This week's theme here at aworks is apparently "visualizing minimalism." Kirk McElhearn commented that yes, seeing Steve Reich's music performed does enhance it. On the other hand, Michael Kaulkin on About the Composer, blogging about Doctor Atomic, puts more emphasis on an opera's libretto:
People go to operas looking for different things. Some are in it for the singing, some go for the music, and some go merely for the experience. When I hear an opera, I expect it to meet the same dramatic requirements as a straight play. No matter how good the music is, or the staging or the costumes or indeed the budget, if the libretto doesn’t work, the opera as a whole is in jeopardy.
This has me thinking that I very much favor the visual and the musical, but the textual is subordinate. Then, cidhou, in a comment, pointed out that the bomb in Dr. A that I said looked like a Christmas ornament may in fact be historically accurate. A-ha. What I really want in my operas are abstract, intuitive presentations. I can think of several minimalism-based works where I prefer the abstract to the realistic:
- I still get thrills thinking about the stage for The Death of Klinghoffer. It was this large, metal, abstract representation of the ship, the lighting was vivid and even glaring, and the fact the Mark Morris Dancers were running through it in colorful costumes only added to the effect (not sure yet about Doctor Atomic's Gap-flavored khaki and white-shirted dancers). But in the film version of The Death of Klinghoffer, the realistic style alienated me such that I couldn't finish watching the DVD ("Oh my God, they're going to kill Sanford Sylvan").
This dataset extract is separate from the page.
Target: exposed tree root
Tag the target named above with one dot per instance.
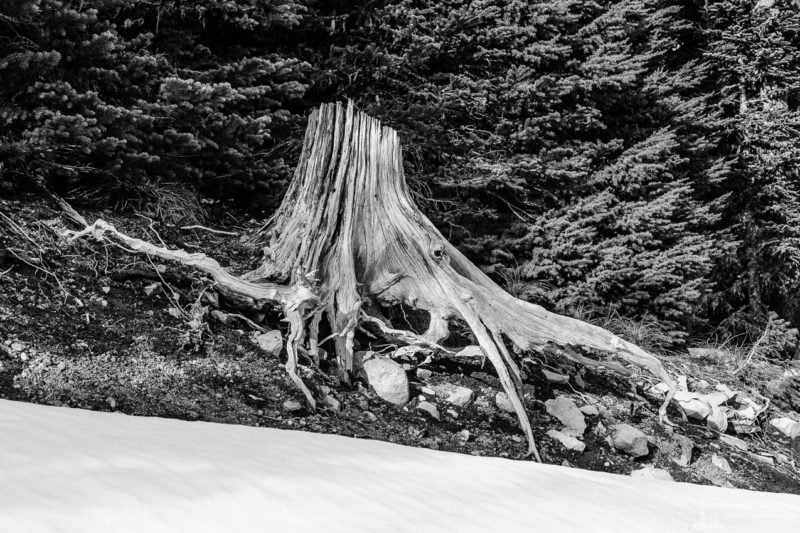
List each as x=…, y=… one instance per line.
x=348, y=222
x=295, y=301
- Similarly, I'll argue that Koyaanisqatsi's time-lapse photography is also a means of abstraction and makes it superior to the down-in-the-dirt realism of Philip Glass' second film -- Powasqatsi.
- Even in narrative film, I like my music linked to the more intuitive (if not actually weird). Bill Murray, Sharon Stone and others were great in Broken Flowers but a month later, all I really relish is the soundtrack (Hello, Holly Golightly). But with the recent Chinese film 2046, although the writing was confusing and occasionally tedious, and the music was annoyingly dated (although maybe appropriately so), I still find myself thinking, in a kinesthetic way, about the science fiction scenes.
Let's explore character portrayal and specifically, Philip Glass' quote about the influence of Beckett, Brecht, and others:
These writers took the subject out of the narrative. They broke the pattern of the reader identifying with the main character.
I don't think this was the intent of Sellars/Adams/Goodman in any of the Adams operas. But I have to say in none of them do I strongly identify with the lead character. I may have been sympathetic to Nixon, Klinghoffer, and Oppenheimer, but for example, several days later, who's the first character from Doctor Atomic that comes to mind? General Groves, in spite, or maybe because of, his tedious diet problems, (although even he isn't rich enough to carry the opera).
All this just confirms I need the visual and the aural for an opera to succeed, but narrative and characterization? Not so much. The five hour Einstein on the Beach would test that hypothesis.
FInally, can we swap in the set from The Death of Klinghoffer for Saturday's finale of Doctor Atomic?